Publisher's Synopsis
A killing in an antique, bric-a-brac shop. The weapon? A crystal decanter. The body found under the steps of a nightclub with a beer glass stuck in its face.
Another body in an auctioneer's showroom rolled up in a carpet.
The links between them? Antiques, obviously, but also the fact that both of the dead individuals are connected with a prominent local businessman, David Burchill, with a record of violence, especially towards women, and a known predilection for financial and commercial activities which are at the edges of legitimacy. The first body was that of Floyd Donnelly, a squatter in a property owned by Burchill and the second is a local thug who was on Burchill's payroll and part of an extortion racket.

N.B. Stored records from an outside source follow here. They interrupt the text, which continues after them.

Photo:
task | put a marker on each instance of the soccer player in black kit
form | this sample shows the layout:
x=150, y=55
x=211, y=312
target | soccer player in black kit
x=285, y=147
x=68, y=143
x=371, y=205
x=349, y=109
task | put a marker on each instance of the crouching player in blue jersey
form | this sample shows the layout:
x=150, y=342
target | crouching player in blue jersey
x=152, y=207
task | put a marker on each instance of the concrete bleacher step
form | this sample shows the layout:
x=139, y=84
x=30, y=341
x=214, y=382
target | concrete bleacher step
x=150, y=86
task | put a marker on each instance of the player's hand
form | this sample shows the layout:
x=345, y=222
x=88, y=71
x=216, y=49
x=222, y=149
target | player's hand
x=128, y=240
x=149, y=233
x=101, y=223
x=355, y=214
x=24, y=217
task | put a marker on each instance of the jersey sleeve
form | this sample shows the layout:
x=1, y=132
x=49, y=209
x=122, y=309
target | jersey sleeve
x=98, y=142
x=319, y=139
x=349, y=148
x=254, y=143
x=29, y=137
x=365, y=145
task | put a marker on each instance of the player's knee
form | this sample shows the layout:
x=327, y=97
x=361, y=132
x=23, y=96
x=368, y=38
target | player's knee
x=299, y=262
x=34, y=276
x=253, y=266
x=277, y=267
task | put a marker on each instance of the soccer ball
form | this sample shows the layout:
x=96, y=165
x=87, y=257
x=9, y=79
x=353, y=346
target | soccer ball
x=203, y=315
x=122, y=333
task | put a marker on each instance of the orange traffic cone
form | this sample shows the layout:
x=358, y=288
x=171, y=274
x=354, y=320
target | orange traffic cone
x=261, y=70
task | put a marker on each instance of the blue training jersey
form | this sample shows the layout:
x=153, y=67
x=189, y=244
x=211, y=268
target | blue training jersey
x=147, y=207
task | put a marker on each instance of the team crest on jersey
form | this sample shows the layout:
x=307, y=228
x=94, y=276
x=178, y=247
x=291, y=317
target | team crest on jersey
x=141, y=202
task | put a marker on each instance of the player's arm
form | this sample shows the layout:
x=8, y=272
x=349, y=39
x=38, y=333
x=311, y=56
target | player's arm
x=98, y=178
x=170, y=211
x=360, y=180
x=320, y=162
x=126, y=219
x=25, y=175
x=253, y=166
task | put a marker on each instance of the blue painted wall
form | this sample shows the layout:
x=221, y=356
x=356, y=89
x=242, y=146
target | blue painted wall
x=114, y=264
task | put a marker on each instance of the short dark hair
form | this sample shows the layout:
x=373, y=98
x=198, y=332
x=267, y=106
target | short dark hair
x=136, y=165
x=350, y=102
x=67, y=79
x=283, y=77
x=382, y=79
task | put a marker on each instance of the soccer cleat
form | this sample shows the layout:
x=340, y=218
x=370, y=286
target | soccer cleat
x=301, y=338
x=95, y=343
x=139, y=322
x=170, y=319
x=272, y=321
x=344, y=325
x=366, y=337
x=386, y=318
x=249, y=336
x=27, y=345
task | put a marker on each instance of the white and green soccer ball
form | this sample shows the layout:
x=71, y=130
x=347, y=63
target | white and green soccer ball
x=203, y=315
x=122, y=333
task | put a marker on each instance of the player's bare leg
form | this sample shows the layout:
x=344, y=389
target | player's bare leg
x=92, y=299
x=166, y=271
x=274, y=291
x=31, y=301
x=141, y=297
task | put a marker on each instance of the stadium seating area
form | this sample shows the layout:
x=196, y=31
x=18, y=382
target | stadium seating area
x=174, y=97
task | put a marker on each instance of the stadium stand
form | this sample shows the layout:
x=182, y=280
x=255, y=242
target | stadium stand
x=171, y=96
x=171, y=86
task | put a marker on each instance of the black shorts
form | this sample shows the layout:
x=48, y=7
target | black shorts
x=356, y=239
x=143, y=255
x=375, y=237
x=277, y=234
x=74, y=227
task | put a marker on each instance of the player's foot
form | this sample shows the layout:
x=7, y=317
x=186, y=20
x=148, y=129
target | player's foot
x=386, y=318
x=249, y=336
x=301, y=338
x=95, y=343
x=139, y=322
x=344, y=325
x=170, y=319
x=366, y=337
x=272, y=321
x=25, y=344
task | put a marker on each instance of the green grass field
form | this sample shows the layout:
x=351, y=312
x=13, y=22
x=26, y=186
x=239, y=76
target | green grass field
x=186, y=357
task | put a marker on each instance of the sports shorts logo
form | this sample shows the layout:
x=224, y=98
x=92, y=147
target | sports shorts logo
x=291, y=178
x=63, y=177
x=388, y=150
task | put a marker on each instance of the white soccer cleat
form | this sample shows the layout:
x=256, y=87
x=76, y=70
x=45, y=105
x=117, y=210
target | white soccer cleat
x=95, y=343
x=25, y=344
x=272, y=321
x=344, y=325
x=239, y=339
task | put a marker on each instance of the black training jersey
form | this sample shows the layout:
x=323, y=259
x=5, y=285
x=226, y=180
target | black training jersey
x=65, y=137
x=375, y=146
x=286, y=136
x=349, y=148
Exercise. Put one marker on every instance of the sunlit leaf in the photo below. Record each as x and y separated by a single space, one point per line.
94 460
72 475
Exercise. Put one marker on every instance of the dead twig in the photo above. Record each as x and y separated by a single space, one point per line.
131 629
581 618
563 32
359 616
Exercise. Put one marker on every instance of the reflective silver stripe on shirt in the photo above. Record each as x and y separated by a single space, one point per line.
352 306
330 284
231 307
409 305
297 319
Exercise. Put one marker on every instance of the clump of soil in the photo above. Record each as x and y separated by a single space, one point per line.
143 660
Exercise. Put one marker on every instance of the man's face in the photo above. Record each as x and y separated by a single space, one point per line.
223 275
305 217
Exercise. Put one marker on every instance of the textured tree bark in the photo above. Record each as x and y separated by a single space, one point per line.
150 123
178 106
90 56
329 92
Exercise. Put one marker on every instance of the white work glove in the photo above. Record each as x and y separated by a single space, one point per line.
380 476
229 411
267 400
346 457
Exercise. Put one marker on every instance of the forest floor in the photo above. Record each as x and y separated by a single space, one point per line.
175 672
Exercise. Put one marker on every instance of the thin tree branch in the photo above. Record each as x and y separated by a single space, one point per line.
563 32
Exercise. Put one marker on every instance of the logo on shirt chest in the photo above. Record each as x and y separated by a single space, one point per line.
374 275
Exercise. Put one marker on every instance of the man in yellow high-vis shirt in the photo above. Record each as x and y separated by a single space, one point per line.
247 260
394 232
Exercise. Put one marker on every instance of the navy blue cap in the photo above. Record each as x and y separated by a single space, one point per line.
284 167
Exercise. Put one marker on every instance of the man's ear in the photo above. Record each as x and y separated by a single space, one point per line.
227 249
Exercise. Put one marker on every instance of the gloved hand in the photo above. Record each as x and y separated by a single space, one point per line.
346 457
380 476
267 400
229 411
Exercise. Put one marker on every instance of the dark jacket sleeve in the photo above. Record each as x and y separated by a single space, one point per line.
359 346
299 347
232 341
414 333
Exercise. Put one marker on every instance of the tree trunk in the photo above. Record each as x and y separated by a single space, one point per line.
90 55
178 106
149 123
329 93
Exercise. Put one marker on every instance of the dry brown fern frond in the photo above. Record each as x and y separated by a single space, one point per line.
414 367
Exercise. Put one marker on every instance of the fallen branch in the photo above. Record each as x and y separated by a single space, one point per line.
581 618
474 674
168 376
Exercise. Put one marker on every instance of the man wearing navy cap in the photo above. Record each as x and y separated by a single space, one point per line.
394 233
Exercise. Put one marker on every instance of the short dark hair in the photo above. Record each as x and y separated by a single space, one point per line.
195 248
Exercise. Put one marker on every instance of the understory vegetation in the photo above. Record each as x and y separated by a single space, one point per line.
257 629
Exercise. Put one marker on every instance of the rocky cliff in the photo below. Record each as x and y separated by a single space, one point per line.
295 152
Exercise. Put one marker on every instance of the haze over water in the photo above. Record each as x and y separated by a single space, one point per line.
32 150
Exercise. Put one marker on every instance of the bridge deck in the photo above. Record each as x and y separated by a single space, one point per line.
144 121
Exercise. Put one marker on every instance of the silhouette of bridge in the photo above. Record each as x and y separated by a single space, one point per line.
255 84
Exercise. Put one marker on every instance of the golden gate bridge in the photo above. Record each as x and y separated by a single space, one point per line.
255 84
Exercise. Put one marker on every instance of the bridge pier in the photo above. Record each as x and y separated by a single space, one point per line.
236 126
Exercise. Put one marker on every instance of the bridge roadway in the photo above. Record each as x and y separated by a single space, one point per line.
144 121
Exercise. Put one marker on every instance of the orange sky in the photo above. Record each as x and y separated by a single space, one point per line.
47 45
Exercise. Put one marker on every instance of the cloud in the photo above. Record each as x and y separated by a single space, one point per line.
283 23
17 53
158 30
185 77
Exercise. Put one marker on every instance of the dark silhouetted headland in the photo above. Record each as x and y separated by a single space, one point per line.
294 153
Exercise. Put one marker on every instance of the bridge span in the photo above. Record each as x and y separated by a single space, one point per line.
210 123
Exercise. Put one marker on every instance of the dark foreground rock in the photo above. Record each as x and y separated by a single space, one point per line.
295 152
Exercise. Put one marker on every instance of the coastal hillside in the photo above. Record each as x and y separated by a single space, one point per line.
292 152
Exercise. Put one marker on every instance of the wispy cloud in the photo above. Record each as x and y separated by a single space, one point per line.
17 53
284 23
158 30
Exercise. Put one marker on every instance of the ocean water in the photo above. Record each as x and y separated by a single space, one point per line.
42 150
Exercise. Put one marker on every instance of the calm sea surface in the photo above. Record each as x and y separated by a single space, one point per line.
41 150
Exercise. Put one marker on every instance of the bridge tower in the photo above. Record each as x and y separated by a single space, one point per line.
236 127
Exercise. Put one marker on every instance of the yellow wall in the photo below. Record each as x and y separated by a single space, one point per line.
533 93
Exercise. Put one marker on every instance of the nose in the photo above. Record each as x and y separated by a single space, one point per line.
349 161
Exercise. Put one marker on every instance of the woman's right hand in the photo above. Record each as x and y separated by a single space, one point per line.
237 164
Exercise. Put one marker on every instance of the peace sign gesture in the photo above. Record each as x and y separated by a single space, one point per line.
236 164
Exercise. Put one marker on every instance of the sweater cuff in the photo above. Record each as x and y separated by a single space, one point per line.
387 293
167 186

DCI Jack Carston is aware of Burchill's record and frustrated by the fact that he has always, with the help of lawyers, managed to avoid conviction for any of his many transgressions. At first, an incident with two young girls in a hotel, in the course of which both girls were beaten and sexually abused, seems to open the possibility of a conviction, but pressure is put on the girls and their accusations are retracted. He's also reponsible for the brutal date rape of an antiques dealer who's working for him. And yet he emerges from all this with his reputation, officially at least, intact.
As the crimes are solved, Jack Carston, right to the end, despairs of ever catching him. But then comes the twist.